Los trasteros se han ganado fama de inversión inmobiliaria accesible: precio de entrada bajo, gestión mínima y, según algunos anuncios, una rentabilidad que supera con facilidad a la de una vivienda en alquiler. Esa combinación resulta atractiva, sobre todo para quien quiere entrar en el sector inmobiliario sin el capital que exige comprar un piso.

La parte que rara vez se cuenta con el mismo detalle es que la rentabilidad de un trastero depende casi por completo de una variable muy concreta, la demanda local, y que esa variable puede convertir la misma inversión en un éxito discreto o en un espacio que cuesta más mantener vacío que lo que jamás llegó a generar alquilado.

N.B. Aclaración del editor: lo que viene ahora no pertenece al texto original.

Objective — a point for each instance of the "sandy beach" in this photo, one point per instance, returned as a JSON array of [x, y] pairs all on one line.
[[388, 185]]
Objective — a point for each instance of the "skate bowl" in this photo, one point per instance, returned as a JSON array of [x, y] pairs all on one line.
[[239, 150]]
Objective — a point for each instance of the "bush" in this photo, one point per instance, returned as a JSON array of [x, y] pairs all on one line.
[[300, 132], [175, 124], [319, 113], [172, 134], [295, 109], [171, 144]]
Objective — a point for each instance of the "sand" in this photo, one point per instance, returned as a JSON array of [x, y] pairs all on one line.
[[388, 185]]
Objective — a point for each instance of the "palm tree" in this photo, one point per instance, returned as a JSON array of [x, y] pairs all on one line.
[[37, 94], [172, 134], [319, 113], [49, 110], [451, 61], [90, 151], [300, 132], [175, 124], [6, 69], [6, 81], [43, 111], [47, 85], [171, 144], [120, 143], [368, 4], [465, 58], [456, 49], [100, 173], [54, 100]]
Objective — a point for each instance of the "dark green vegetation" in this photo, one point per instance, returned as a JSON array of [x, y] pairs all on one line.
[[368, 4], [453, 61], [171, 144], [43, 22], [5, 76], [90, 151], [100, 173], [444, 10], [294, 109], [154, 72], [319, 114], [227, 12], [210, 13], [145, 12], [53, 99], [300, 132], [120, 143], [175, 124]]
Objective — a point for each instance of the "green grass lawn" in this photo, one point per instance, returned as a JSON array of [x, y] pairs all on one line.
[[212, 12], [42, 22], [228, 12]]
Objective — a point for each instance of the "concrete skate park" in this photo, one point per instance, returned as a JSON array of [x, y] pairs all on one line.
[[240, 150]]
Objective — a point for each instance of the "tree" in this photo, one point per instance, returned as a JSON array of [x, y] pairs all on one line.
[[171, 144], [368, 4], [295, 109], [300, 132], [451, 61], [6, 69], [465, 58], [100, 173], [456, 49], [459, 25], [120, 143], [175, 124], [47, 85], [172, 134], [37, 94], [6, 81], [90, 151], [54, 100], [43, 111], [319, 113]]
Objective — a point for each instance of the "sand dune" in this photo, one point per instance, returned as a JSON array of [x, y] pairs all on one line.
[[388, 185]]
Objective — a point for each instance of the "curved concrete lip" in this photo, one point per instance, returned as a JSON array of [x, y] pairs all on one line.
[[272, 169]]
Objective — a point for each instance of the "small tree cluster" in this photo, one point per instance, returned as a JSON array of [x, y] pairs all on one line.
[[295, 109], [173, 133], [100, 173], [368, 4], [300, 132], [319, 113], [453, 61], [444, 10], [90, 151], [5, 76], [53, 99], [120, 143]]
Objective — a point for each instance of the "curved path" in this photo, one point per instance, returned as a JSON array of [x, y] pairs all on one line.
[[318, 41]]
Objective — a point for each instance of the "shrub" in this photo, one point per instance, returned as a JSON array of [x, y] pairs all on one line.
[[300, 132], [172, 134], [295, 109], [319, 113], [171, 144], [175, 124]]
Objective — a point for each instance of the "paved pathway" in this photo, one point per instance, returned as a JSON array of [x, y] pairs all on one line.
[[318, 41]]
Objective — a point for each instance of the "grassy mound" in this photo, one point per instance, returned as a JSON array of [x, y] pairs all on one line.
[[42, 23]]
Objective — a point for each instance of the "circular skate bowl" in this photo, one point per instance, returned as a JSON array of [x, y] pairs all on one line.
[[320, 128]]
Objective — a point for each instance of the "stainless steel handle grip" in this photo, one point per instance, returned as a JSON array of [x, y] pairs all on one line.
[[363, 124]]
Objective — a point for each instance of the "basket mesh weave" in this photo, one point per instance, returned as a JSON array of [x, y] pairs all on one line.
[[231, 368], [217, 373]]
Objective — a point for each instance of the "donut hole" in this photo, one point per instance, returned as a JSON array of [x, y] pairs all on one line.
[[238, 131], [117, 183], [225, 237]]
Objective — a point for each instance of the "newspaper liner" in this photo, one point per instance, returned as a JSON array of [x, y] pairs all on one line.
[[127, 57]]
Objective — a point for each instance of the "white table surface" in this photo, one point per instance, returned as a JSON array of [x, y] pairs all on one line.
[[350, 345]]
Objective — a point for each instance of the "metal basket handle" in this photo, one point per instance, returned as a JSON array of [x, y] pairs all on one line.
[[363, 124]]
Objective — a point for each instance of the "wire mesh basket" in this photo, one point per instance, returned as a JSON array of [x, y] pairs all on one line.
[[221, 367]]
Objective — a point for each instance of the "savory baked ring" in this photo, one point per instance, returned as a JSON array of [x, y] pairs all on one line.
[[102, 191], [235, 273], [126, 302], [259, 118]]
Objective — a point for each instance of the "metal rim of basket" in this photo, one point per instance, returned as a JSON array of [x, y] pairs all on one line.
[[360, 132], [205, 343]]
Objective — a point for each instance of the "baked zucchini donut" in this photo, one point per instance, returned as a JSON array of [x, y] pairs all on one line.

Cómo funciona realmente esta inversión

Comprar un trastero como inversión consiste en adquirir un espacio de almacenamiento, habitualmente dentro de un edificio residencial o en un centro específico de alquiler de trasteros, con el objetivo de alquilarlo y generar un ingreso recurrente, o de revenderlo más adelante con un margen de beneficio.

Su atractivo principal frente a otros activos inmobiliarios es el precio de entrada, sensiblemente inferior al de una vivienda o incluso al de un garaje en la misma zona, y una gestión que en teoría requiere menos mantenimiento que un inmueble habitado. Ese «en teoría» es importante, porque no siempre se cumple igual en la práctica.

El factor que determina casi todo: la demanda local

Un trastero no genera valor por sí mismo. Genera valor cuando existe suficiente demanda de almacenamiento en su zona como para mantenerlo ocupado de forma constante. Esa demanda depende de variables muy locales: densidad de población, tipo de vivienda predominante en la zona, tamaño medio de los pisos, presencia de negocios pequeños que necesiten espacio adicional, y oferta ya existente de trasteros cercanos.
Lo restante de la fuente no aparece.